My guess would be that this is because in 2022, people spend relatively
more time in the office/at schools/universities/traveling compared to
2021, and less time at home.

And in Switzerland, IPv6 connectivity is still heavily biased to home
users.  Enterprises generally don't care, universities have some IPv6
but have a hard time rolling it out campus-wide, mobile carriers in
Switzerland - unlike some other countries - haven't rolled out IPv6 on a
large scale yet.  (Anybody knows what's cooking in that department? Will
some IPv6 come with 5G or do we have to wait for 6G? ;-)

But that's really just a guess!

> Is this due to UPC/Sunrise merger?

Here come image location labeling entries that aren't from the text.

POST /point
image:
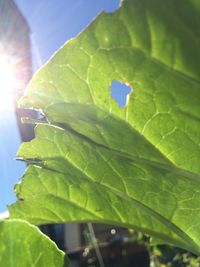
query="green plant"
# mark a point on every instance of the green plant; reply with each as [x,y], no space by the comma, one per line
[136,166]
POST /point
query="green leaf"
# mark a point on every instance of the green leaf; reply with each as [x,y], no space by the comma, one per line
[136,166]
[22,245]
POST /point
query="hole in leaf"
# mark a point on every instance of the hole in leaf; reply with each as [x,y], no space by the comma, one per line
[120,92]
[111,6]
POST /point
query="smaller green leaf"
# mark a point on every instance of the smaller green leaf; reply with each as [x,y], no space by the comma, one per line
[23,245]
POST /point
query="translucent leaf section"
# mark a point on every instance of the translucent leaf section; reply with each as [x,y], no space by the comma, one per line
[135,166]
[22,245]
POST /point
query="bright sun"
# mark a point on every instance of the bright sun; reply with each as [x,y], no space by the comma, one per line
[7,83]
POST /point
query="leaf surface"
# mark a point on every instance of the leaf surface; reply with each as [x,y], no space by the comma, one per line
[136,166]
[22,245]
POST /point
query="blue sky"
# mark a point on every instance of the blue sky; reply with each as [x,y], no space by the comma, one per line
[52,23]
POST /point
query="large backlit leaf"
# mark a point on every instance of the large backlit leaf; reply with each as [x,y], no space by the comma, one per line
[136,166]
[22,245]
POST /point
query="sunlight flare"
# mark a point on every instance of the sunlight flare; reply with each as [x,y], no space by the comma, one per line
[7,83]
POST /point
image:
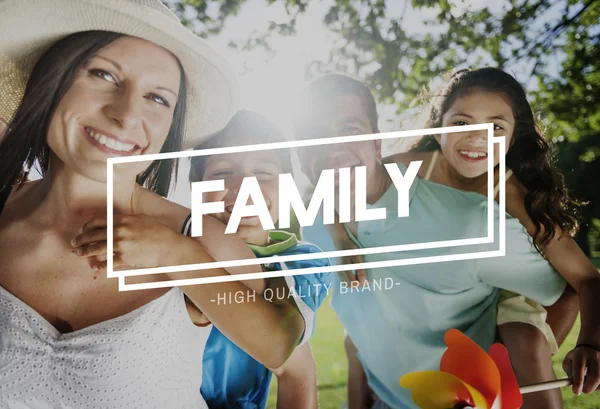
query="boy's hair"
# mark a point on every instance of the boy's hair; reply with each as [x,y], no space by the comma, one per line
[531,157]
[245,128]
[333,85]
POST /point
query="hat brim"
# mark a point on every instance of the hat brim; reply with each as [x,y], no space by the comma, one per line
[28,28]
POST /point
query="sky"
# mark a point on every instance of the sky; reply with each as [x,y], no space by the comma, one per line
[271,85]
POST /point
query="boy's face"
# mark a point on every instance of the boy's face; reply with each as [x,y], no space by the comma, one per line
[233,168]
[341,115]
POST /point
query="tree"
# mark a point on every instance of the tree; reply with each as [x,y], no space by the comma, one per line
[552,43]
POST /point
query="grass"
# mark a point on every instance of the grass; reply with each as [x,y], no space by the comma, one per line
[328,348]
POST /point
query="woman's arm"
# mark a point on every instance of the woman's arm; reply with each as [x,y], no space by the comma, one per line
[297,380]
[268,331]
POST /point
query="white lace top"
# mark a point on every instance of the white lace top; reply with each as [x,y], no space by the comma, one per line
[148,358]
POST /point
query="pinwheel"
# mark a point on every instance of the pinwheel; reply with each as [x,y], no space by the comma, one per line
[470,378]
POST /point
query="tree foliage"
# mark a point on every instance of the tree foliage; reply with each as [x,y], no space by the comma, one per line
[555,45]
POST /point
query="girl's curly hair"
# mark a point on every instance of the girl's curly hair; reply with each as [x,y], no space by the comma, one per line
[531,157]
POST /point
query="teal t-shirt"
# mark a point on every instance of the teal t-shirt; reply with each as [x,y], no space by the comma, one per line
[398,327]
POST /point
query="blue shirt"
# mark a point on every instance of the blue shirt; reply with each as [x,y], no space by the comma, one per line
[231,378]
[399,326]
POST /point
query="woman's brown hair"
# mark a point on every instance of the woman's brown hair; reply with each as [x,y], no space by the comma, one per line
[24,141]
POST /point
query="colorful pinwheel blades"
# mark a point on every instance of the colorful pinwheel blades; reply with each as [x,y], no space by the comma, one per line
[468,377]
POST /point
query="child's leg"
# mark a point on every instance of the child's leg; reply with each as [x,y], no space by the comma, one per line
[297,380]
[359,393]
[563,313]
[522,328]
[531,358]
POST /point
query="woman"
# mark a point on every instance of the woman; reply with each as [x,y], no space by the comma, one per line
[119,81]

It seems lise AS6730 "lost" a lot of
> IPv6 traffic since end of May 2021:

>  https://stats.labs.apnic.net/ipv6/AS6730?c=CH=1=1=30=1

Would be interesting to overlay these graphs with data that shows
mobility or other effects of anti-COVID-19 measures to corroborate or
refute my hypothesis.

> Best regards and enjoy your Sunday,

> Nico

> p.s.: This drop finally places Switzerland BEHIND Austria, which
> historically lagged behind Switzerland in terms of IPv6 traffic for
> many, many years.

Congratulations, Austria!

Cheers,
-- 
Simon.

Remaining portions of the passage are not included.